The final destiny of the Devil and death and Hades and every human being who refuses to be reconciled to God is the Lake of Fire, Gehenna, the cosmic rubbish tip. And Jesus says, it is better to suffer anything in this life, rather than end up with the garbage, “where the fire smoulders on, and the maggot lives forever.” Of course Jesus didn’t go there.
I promised I would tell you what will happen when you die—if you die before Jesus returns. If you belong to Jesus and your sins have been forgiven, you will go straight to heaven, where God is and Jesus and all his good angels and all his people. It will be just like it was for Lazarus in the story, and Abraham and the prophets, and for the thief on the cross. Remember the thief? He was a murderer actually. He realized his life was wrong and in his last hours cried out, “Jesus, remember me when you come in your kingdom!” And Jesus said to him, “Truly I say to you, today you will be with me in Paradise.” So, those who belong to God go to heaven, though they do not stay there forever. The final home of Christ and all his people is in the renewed, healed universe, which God has promised to restore. I don’t know what sort of a body you will have until the time of the great resurrection of the dead when Jesus returns, and raises us from our graves, gives us new bodies, and welcomes us into his new world. I’m willing to bet it will work better than the one you’ve got now.
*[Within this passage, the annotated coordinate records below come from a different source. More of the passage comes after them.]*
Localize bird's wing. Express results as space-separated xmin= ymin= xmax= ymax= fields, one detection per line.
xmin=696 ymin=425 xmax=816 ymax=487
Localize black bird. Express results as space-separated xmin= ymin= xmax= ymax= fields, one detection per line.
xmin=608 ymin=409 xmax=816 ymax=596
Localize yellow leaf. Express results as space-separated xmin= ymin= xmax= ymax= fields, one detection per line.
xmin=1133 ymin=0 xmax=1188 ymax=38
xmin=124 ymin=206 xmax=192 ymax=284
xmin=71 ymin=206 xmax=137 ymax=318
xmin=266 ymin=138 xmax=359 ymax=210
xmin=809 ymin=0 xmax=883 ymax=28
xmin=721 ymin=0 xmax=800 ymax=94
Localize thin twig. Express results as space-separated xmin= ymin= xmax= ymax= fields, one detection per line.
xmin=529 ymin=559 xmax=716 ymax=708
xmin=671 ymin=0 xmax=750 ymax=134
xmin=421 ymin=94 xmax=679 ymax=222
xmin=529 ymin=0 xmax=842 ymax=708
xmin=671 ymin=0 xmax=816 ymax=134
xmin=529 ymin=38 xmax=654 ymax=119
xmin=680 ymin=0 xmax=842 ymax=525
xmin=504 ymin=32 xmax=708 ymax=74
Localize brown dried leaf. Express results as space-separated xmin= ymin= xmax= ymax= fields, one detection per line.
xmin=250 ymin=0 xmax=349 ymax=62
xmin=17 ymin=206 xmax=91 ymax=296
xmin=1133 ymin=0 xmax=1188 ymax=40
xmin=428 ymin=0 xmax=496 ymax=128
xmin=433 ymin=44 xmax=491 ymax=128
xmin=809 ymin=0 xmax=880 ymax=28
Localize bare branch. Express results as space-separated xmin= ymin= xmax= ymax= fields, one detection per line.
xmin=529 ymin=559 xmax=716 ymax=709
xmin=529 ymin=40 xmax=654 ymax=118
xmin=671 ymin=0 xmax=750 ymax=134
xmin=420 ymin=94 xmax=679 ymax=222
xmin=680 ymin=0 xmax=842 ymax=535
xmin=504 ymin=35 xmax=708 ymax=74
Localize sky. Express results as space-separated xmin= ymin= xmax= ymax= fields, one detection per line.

What will we do in heaven? Sit on a cloud playing a harp? I don’t know where that idea comes from; I imagine from those Renaissance paintings. No, the book of Revelation says “they came to life” (there you have it again) and reigned with Christ for a thousand years. It sounds like God’s people, when they die, share with Jesus in the task of ruling the universe, because that is what Jesus is doing now. The thousand years, of course, is a symbolic number; it stands for the time between Jesus’ ascension and his coming again. I am hoping that period does not have long to go. But only God the Father knows that.
What about those who do not belong to Jesus—the ones to whom Jesus will say, “Depart from me, I never knew you!” The ones who have no place in the promised new world. They will remain in Hades until the time of Jesus’ return, and the end of the age, and the great final judgement, when we will all be judged.
The good news is that no one needs to go there; no one needs to miss out on being made alive again and no one needs to be condemned at the end. Jesus said, “Whoever comes to me, I will never cast away. My Father’s will is that everyone who looks to the Son and believes in him, should have eternal life, and I will raise him up at the last day.” (John 6)
So what does it mean to say, “I believe that Jesus descended into hell”? Most people fear death. Many have a horror of the darkness that lies beyond the grave. Perhaps sometime you have feared what might come up from the world of the dead: evil spirits, ghosts, the anger of ancestors, an unburied spirit. When you say the Creed you are saying that Jesus died and was buried and went down to the world of the dead, to the very lowest parts of Hades. You do not need to think of this as a place under the earth. We are speaking of spiritual things here, but things that are very real. He did not go there as a dead soul, but as the living, resurrected, victorious God-man. He told the captive spirits of his death for the forgiveness of sinners. He announced that Satan’s plans to disgrace the human race had been defeated, and that he—a man—was now the king of the whole universe.
And his body came alive again on the third day and ascended into heaven where now he now sits in the highest place, with all angels, powers and spiritual authorities in total submission to him.
You believe in Christ? You never have to fear death again, or hell, or any of the dark powers. But friends I beg you, if you have not surrendered your life to him yet, do so now. Say the Creed! Say it truly! Say it to God!